Stag's Leap Wine Cellars has cleaned up its cellar.
After nearly a decade of mediocre red wines, many flawed by the spoilage yeast brettanomyces, the owners of this once prominent Napa Valley winery have released the first vintage of what seem to be clean, complex Cabernets.
All three of the 2009 Cabernets I tried in a blind tasting yesterday—Fay ($95, 3,300 cases made), S.L.V. ($120, 2,200 cases) and Cask 23 ($210, 1,800 cases)—exhibited pure, ripe, elegant flavors and none of the off-tasting earthiness and bitterness found in past years.
Ste. Michelle Wine Estates and Piero Antinori purchased Stag's Leap in 2007, and they acknowledged the problems with its cellar and wines. And they've rectified it. The owners trace the brett issues to early 2000, and believe that the brett went undetected for years.
The last SLWC Cabernet to earn an outstanding mark was the 2000 Fay Vineyard. The 2008s were a step up in quality, but well off the pace of the winery's best efforts, and certainly out of step with Napa's top producers. Starting with its 1973 Cabernet that won the Paris Tasting, Stag's Leap's marquee wines were highly acclaimed for their textural elegance, richness and finesse … until brett crept in.
After buying the winery from the Winiarski family, the new owners set out to remodel and clean up the cellar.

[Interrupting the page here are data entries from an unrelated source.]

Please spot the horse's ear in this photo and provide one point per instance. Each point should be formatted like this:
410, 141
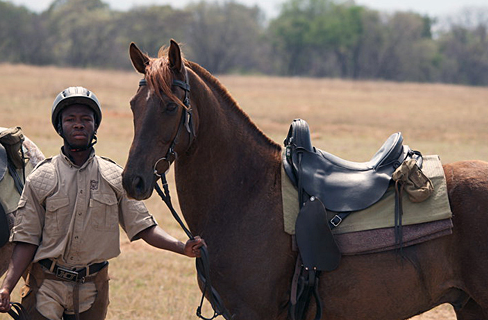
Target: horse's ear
139, 60
174, 57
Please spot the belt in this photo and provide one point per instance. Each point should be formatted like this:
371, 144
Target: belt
77, 275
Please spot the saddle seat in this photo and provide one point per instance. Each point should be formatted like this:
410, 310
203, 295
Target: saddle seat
342, 185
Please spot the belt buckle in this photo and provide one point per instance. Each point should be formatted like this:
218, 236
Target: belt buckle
336, 220
66, 274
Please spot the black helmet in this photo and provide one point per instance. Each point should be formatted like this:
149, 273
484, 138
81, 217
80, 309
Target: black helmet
75, 95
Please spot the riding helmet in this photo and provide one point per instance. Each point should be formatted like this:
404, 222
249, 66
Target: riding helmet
75, 95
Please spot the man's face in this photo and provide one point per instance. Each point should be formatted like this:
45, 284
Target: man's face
78, 122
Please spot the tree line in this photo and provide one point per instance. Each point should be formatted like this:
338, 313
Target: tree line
317, 38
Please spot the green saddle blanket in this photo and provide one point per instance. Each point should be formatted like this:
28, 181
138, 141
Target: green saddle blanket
381, 214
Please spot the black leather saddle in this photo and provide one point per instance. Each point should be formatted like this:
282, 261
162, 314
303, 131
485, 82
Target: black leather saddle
342, 186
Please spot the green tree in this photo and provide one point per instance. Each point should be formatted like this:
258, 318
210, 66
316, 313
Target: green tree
226, 37
81, 33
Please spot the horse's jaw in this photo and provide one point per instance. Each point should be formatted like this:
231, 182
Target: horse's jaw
137, 186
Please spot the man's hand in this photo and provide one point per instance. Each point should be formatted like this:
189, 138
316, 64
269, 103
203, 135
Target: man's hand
4, 300
192, 247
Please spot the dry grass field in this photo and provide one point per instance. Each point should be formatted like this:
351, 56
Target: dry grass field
348, 118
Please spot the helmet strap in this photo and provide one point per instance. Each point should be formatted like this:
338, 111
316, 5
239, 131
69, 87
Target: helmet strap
79, 149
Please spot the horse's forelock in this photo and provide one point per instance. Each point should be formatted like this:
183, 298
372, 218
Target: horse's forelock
159, 78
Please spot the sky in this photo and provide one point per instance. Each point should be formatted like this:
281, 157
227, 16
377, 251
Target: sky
433, 8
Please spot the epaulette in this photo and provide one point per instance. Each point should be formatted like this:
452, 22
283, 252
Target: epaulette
43, 179
111, 172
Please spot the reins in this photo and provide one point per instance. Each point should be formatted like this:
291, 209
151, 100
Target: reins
202, 263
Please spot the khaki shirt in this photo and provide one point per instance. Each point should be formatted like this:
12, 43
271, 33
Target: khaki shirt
73, 213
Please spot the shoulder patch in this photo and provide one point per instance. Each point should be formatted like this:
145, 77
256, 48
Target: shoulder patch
111, 172
43, 178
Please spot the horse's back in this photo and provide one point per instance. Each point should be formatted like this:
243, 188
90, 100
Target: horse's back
467, 183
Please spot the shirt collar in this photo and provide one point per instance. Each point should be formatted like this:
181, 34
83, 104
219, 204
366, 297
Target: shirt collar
70, 163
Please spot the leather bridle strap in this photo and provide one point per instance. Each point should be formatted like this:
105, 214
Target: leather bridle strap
202, 263
186, 121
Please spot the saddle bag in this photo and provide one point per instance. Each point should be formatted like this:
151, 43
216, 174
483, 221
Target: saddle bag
11, 161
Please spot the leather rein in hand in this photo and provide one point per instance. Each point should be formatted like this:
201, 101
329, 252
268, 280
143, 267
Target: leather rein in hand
202, 263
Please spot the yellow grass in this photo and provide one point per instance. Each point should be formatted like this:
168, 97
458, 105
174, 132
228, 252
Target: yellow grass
347, 118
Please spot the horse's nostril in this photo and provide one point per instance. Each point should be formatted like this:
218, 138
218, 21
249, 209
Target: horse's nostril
138, 184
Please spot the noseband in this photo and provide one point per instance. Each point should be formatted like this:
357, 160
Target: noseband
186, 121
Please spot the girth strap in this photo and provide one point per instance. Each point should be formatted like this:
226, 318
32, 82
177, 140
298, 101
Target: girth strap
17, 311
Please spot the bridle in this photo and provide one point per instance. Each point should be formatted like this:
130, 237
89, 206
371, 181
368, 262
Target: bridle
186, 121
202, 263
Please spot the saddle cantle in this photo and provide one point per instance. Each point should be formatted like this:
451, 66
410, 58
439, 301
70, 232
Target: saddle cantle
343, 186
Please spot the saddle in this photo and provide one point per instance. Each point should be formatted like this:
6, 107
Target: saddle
342, 185
327, 182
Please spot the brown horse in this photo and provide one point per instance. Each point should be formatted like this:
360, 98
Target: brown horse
229, 187
35, 155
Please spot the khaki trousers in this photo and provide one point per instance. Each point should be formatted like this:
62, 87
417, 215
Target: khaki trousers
36, 276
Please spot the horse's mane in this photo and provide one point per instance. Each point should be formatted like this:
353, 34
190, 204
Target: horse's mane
159, 77
213, 82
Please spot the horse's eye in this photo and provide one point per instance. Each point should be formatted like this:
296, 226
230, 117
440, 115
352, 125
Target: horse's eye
171, 107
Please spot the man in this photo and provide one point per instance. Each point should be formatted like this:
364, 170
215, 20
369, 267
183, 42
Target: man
67, 221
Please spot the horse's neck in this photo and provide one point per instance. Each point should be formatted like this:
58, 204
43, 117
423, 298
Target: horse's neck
230, 157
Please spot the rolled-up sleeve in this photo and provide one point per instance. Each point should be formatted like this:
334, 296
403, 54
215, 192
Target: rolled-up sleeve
134, 217
29, 218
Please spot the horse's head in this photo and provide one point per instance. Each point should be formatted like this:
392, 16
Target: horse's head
163, 121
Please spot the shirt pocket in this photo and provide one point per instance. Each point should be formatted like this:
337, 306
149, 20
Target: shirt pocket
56, 214
104, 211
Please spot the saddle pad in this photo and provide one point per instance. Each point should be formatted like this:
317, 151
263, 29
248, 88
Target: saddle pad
381, 214
377, 240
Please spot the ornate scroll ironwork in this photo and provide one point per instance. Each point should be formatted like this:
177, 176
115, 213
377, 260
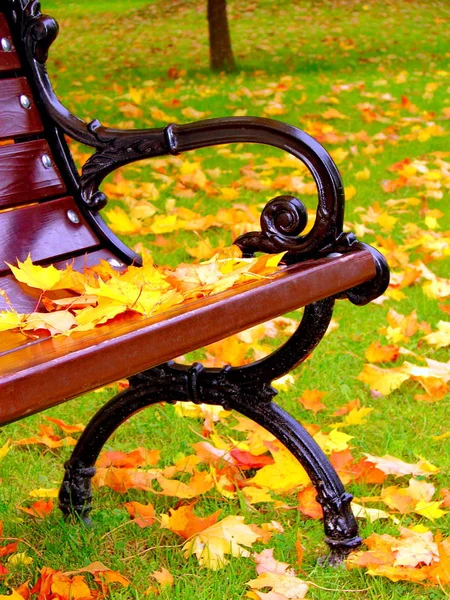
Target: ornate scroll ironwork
283, 219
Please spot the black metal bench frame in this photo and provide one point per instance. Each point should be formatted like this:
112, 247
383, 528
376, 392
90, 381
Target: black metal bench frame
246, 389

Ste. Michelle and Antinori had their winemaking team of Renzo Cotarella, Nicki Pruss and Ray Einberger oversee cellar renovations and a renewed focus on clean, high-quality wines.

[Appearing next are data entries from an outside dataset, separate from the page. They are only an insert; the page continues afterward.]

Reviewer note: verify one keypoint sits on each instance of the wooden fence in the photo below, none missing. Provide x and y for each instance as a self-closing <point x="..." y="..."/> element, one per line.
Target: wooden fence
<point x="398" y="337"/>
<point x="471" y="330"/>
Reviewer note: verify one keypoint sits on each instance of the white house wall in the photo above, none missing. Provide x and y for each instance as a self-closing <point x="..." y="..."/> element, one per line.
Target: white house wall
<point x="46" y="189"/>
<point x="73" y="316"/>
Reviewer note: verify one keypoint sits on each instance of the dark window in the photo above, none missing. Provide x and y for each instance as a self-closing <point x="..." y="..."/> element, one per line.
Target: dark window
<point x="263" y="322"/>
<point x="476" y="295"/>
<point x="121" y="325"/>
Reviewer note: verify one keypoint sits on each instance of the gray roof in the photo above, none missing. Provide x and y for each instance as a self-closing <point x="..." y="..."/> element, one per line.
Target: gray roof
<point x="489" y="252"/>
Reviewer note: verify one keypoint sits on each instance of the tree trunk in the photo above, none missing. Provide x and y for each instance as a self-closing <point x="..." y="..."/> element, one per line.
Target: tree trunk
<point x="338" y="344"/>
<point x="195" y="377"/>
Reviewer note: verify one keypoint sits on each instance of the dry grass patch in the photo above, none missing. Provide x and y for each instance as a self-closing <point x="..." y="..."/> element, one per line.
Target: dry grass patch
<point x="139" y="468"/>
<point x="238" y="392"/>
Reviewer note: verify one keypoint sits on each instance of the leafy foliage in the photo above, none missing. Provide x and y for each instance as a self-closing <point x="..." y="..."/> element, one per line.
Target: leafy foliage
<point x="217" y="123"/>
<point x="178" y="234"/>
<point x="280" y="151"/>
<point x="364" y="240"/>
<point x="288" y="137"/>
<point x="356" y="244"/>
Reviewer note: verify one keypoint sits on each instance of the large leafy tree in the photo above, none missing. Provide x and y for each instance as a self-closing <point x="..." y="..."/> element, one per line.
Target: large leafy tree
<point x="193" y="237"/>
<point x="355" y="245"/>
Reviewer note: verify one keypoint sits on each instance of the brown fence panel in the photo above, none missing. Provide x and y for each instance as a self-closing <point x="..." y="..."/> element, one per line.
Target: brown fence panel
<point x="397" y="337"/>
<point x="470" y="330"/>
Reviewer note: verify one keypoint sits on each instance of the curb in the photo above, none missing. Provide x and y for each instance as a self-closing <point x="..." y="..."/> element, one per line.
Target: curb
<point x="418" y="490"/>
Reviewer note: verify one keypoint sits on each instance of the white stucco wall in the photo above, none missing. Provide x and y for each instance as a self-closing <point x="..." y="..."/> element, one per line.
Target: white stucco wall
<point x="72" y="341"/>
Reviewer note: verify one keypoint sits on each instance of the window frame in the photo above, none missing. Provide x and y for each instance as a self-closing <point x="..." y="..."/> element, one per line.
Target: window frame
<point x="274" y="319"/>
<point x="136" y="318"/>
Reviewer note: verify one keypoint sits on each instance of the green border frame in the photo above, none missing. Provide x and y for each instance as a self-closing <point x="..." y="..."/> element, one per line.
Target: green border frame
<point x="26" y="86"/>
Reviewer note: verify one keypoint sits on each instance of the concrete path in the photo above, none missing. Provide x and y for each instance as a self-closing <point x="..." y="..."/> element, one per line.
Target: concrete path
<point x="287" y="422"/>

"There was a bit of denial that brett was in the wines early on," said Steve Spadarotto, the winery's general manager, brought in last year to continue with the clean up. He cited a combination of physical reasons for the spread of brett, including a warm cellar and tainted barrels.
Brett exists in all cellars at varying degrees, but once it gets into wineries and barrels, the source of contamination is difficult to detect and eradicate. It usually takes several years to eliminate the problem.
Spadarotto said the cellar temperature at Stag's Leap was in the 60° F range, far warmer than ideal. The cellar is now temperature-controlled and set in the 50s, he said.
"In my mind, [temperature control] is the one thing that really helps," Spadarotto said. "We're staying on top of it [and] really keeping the bad things out."
Founded in 1972 by Warren and Barbara Winiarski, Stag's Leap Wine Cellars was one of the first to focus on Cabernet from Napa Valley's Stags Leap District. The winery made about 60,000 cases in 2008, most of that being the Artemis Cabernet and Karia Chardonnay (20,000 cases each).
The 2009s are not of the same caliber as the best Cabernets in Stag's Leap's history. But surely they are the best in a decade, and a positive sign for this once prominent Napa Cabernet producer.